Several attempts at settlement between the parties followed one another without success in the first half of the nineties, under the auspices of the United Nations and the OAU (Organization de l’Unité Africaine): in July 1993 an agreement was signed in Cotonou in Benin, which, however, had no positive consequences due to the substantial impossibility of proceeding with the disarmament of the factions and the emergence of new armed groups opposed to the agreement. To further complicate the picture came new splits both in the NPF (National Patriotic Front), led by Ch. Taylor, and in the ULIMO (United Liberation Movement of Liberia for Democracy, born in 1991 by followers of former President Doe), divided between a predominantly Mandingo component (ULIMO-K, from the initial of the name of its leader A. Kromah) and a predominantly krahn component (ULIMO-J, led by R. Johnson). A new negative outcome was the ceasefire agreements signed in Accra, Ghana, in December 1994, and those of Abuja, Nigeria, in August 1995, which provided for the formation of a Council of State with the participation of the leaders of the main armed groups. Difficulties in governing the situation emerged dramatically in early 1996, when there was an intensification of violence and a general rise in the level of confrontation; in the spring, the United States was forced to send its troops to evacuate American citizens and hundreds of other foreign nationals who had taken refuge in the US embassy in Monrovia.

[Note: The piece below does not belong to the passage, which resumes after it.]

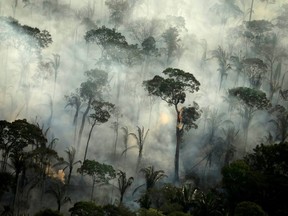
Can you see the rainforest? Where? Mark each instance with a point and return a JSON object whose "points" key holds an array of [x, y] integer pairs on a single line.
{"points": [[143, 107]]}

It was only in August 1996 that the signing of a new agreement in Abuja made it possible to disarm most of the warring factions. The main armed groups disbanded to give life to new political parties, and in July 1997, under the control of various international organizations, presidential and legislative elections were held at the same time, won by a large margin respectively by Taylor and his party., the NPP (National Patriotic Party). Agreements and elections, however, did not lead to a definitive normalization of civil and political life, and in September 1998 new armed clashes affected the capital.